When this comes to the European Parliament it will have some demands—and I know not what they are—to make of Barnier. There will be a common position. Barnier will be at the meeting on Wednesday. I am sure he will report on his visit to Ireland at the beginning of this week and you will see a European Parliament position emerging.

It is very good that we mention prior to the votes in the European Parliament in Amendment 49 because this is where Amendment 62 is useful. It gives a signpost. It says what will happen and that it happens only if the House of Commons declines to approve. At that point, before the European Parliament has agreed to the deal, we say that we would like to maintain the existing position and extend the period set out under Article 50—something that can be done only by a unanimous decision of the Council, but one on which the Parliament would be consulted. The European Parliament will have a consultation role and, frankly, if it has rejected the extension, I doubt the Council will go down the road of granting it.

I say to my colleagues on the Front Bench, please put some work into explaining your position to the European Parliament.
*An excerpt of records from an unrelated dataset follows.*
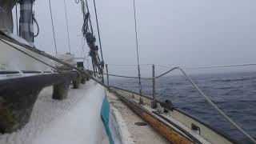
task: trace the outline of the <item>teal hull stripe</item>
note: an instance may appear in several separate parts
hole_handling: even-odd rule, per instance
[[[112,135],[110,133],[109,123],[110,123],[110,103],[106,98],[104,98],[102,106],[102,111],[101,111],[102,120],[105,127],[106,133],[109,138],[110,144],[114,144]]]

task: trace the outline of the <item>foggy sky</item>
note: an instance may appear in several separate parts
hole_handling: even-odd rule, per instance
[[[68,42],[63,0],[51,2],[58,50],[65,53]],[[88,2],[97,34],[93,1]],[[66,3],[72,53],[80,57],[81,6],[74,0]],[[96,3],[105,62],[136,64],[133,1]],[[136,0],[140,63],[187,67],[256,62],[255,7],[254,0]],[[48,0],[37,0],[34,10],[40,26],[35,44],[54,54]],[[87,53],[86,44],[86,50]],[[136,75],[134,66],[132,70],[110,67],[111,73]],[[150,72],[150,66],[142,69]]]

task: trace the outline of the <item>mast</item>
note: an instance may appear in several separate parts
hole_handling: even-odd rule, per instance
[[[20,1],[20,36],[34,46],[33,3],[34,0]]]

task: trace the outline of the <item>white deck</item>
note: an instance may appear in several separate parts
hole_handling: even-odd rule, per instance
[[[0,143],[102,143],[105,130],[100,111],[105,90],[91,81],[81,86],[78,90],[70,89],[63,101],[51,98],[51,87],[44,89],[30,122],[21,130],[0,134]]]

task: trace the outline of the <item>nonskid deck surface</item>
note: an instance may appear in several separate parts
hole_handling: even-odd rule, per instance
[[[132,111],[126,104],[124,104],[117,96],[112,93],[106,92],[109,102],[111,106],[118,111],[118,114],[122,118],[121,125],[126,125],[126,127],[121,129],[127,129],[131,139],[136,144],[167,144],[170,143],[165,138],[160,135],[150,125],[137,126],[135,122],[146,122],[137,114]],[[127,139],[127,138],[126,138]]]
[[[105,134],[100,118],[104,89],[90,81],[70,89],[62,101],[51,98],[52,87],[44,89],[22,130],[0,134],[2,144],[102,143]]]

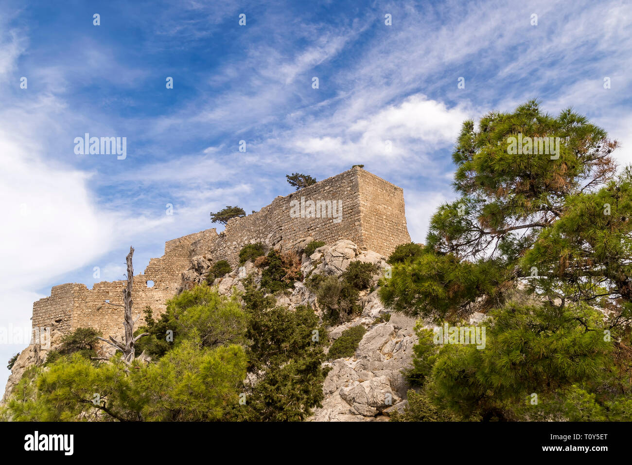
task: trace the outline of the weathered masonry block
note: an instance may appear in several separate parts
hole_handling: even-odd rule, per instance
[[[320,218],[312,218],[306,208],[297,216],[296,206],[308,206],[310,201],[322,205],[335,202],[341,205],[341,211],[323,208],[316,212]],[[309,236],[328,244],[348,239],[361,249],[388,256],[397,245],[410,242],[403,191],[355,167],[277,197],[258,212],[233,218],[219,234],[213,228],[170,240],[165,244],[164,255],[152,258],[145,272],[134,276],[134,315],[148,305],[155,316],[164,312],[193,257],[226,259],[234,268],[238,264],[239,251],[246,244],[262,242],[283,250]],[[149,281],[154,282],[152,287],[148,287]],[[50,297],[33,304],[33,325],[51,326],[64,334],[90,326],[106,336],[119,335],[123,331],[123,308],[118,306],[123,304],[125,285],[125,281],[116,281],[97,283],[92,289],[76,283],[55,286]],[[141,318],[137,326],[143,323]]]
We could start with slightly closer relations with the MEPs who represent the United Kingdom. There does not appear to be, shall I say, a high degree of collaboration and consultation between the two sets. I know that Richard Corbett has been here to give evidence but I think we need to put in a bit more work in the European Parliament and I invite the Minister to tell us what the Government’s strategy is to get the European Parliament on side.
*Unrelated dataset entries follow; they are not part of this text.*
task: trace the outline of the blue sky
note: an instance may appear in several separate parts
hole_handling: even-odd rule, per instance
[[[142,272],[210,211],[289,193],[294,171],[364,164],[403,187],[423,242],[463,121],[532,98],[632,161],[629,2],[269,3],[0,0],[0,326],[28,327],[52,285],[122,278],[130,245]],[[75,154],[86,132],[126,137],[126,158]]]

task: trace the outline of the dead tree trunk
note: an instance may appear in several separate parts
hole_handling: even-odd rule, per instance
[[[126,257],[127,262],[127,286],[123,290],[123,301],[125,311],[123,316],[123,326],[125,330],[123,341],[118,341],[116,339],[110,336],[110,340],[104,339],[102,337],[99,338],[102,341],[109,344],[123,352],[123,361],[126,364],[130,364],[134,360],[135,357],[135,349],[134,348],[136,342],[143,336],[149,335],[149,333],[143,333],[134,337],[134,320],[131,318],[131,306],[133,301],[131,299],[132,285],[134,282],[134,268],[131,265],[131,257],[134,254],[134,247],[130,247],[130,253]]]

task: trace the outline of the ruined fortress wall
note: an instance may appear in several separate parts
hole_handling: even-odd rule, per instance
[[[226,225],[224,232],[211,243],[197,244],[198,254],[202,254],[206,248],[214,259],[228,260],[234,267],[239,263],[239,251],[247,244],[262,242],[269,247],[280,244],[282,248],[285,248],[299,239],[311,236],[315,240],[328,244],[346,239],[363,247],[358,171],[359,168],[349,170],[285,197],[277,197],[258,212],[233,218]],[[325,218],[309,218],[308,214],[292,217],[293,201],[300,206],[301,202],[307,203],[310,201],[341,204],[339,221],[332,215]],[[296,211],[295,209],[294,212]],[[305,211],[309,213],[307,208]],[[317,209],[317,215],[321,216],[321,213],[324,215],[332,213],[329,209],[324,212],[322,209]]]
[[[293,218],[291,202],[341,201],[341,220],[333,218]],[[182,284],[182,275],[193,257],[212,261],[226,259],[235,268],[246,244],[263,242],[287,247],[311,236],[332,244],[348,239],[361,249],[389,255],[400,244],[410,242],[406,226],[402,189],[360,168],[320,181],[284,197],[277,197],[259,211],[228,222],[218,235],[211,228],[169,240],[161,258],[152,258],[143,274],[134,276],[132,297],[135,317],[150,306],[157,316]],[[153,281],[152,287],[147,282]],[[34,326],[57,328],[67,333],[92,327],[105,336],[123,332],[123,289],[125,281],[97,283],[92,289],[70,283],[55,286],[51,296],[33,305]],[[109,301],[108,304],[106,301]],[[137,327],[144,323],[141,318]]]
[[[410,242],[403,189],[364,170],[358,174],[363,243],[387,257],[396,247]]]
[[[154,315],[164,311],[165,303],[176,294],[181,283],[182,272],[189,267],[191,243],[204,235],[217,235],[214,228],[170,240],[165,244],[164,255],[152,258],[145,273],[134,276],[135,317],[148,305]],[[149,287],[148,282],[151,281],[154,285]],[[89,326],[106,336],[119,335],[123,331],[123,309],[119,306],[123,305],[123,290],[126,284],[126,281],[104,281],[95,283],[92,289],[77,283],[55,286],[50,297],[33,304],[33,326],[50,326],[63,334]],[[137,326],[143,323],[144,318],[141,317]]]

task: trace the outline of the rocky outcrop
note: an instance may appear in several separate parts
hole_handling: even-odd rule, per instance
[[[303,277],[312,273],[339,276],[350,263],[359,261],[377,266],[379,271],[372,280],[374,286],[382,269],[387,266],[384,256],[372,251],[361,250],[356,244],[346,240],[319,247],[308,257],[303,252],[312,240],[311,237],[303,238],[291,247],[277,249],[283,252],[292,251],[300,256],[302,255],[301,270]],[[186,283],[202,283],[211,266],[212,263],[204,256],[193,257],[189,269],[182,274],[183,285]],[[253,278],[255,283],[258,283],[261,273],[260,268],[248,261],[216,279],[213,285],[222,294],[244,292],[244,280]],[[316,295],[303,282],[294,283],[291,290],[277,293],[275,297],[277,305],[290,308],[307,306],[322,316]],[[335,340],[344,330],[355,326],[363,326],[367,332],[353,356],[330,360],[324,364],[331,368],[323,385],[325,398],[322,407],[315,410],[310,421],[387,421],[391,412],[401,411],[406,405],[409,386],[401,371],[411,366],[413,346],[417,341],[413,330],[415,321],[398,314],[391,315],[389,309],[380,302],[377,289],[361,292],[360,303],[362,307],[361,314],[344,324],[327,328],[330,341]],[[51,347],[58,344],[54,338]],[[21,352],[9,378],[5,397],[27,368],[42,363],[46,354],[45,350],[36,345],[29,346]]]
I finish by saying that Amendment 62 is not trying to do anything outrageous. It is setting a very simple signpost. It comes into effect only if the House of Commons—not the House of Lords—declines to approve and then it says quite clearly what happens. It asks for the status quo and an extension of time so that something else can be worked out. I think Amendment 62 is very reasonable. I would even hope that the Government might think about accepting it because it offers us a way forward. I hope that we will feel able to take it.